My Life by Lionel Graves. (Page 3)
Dad
was walking along the road one night when a man in a truck with poles sticking
out sideways not length ways, hit him on the head and knocked him in the ditch,
he was found later and had to go in to hospital for stitches but was otherwise
alright.
Then
we moved to
Bungalow at Mombasa, 1932-35.
A
hodge podge of
He
also used to let fly with “The sun is ashining to welcome the day, Heigh
Ho, come to the fair”.
On
our windup gramophone we played, “The King's horses the King's men. Marched up the hill and they marched
down again. The Kings.... Noel
Coward I think, at any rate they weren't there to fight the foe, oh o dear no,
they were there because they'd got to go and put a little pep into the Lord
Mayor's Show”. Another was
the Tale of the Nancy Lee. A ship
that sailed far out to sea. The
captain sat in the captain's chair and he played his ukulele as the ship went
down.
Finally
“Ali Baba's camel bowed down and licked his hand. He said “Oh Ali Baba I’m
sure you'll understand. If we don't
reach an oasis, or get some water soon...” (Here my memory fails me
– but they don't write them like that any more).
Always
played at bedtime was The Giant's Magic/Secret Garden by Oscar Wilde I think,
about an unfriendly giant finally making friends with a group of children.
Our
food safe used to have its legs in tins with Jeyes fluid in to stop insects
crawling up.
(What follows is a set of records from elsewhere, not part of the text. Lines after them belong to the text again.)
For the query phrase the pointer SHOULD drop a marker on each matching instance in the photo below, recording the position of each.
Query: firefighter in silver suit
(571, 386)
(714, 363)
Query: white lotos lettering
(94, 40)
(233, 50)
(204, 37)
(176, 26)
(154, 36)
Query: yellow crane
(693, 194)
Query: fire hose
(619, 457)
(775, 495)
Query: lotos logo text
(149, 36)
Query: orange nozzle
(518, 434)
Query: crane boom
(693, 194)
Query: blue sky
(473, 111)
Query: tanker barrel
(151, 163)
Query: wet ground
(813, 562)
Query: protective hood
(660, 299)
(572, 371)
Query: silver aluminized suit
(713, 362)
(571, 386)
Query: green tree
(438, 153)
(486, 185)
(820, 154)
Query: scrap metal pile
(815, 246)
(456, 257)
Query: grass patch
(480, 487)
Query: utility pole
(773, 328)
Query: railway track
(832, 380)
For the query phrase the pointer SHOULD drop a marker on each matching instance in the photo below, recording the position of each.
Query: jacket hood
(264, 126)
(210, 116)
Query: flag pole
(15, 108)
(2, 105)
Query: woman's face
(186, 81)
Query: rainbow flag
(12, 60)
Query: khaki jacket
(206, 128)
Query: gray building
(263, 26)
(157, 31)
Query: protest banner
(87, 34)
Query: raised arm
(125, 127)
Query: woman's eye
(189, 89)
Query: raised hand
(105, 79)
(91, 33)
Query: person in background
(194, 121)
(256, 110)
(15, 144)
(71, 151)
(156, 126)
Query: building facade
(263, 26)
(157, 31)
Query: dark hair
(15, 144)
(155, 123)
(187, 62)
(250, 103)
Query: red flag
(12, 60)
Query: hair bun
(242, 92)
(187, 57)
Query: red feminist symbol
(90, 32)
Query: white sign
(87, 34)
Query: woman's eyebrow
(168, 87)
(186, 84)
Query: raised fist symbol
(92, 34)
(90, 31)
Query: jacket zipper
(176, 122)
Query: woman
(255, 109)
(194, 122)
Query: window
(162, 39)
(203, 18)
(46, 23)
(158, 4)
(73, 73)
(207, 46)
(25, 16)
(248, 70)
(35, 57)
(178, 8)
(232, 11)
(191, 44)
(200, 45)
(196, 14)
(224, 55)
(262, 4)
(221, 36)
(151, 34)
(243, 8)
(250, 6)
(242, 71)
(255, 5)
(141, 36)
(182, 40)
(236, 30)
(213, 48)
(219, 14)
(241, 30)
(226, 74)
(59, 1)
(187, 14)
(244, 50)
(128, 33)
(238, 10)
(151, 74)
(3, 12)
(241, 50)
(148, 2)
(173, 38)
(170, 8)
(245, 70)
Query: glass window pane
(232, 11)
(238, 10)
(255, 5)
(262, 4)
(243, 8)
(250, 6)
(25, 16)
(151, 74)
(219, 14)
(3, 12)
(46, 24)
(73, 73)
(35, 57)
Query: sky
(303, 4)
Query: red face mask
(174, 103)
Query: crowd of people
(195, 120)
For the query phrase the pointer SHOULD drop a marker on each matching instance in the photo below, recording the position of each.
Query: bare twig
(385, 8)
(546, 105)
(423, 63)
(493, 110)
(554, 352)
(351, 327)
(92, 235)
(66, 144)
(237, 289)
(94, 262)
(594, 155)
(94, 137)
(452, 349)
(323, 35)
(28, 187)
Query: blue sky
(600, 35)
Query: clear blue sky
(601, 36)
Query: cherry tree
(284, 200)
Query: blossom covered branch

Jean drank some and
was force fed spoons of mustard to make her sick it all up.
Went
to a few films, one silent black and white, one with subtitles was about an
Eskimo, I can remember the baddy trappers and it finished with the Eskimo and
his wife drifting away in the sunset on an iceberg, it must have been that
classic – Nanook of the North.
Further
songs have just came back to me, “Carolina Moon keep shining” which
was played as a lullaby and one line of another has stuck in my mind, but I
don't suppose I shall ever find out where it came from, “Gaily the
troubadour sings to his lady love”. Another of life's great mysteries.
When
I was seven, I was sent to Nakuru school as a boarder. Mother came first time as it was a
twenty four hour journey by train, the other times I travelled alone with the other boys
and girls who increased in number at the stations along the way. We passed through marvellous countryside with plenty of
giraffe, elephants, wildebeest,
zebra and antelope but can't remember lions or rhinos. There was always a list of defaulters
handed in by the guard to the Headmaster and retribution was swift and painful,
being one of the youngest I avoided this.
One
night playing in the dormitory after lights out, I was running round a set of
cupboards about 3ft high in the middle of the room and ran slap bang into the
middle of the Head, went to his study where I had two or three strokes of the
cane in my pyjamas, but they can't have been too hard. Another time messing about I threw a
pair of socks out of the window but can't remember how that ended up.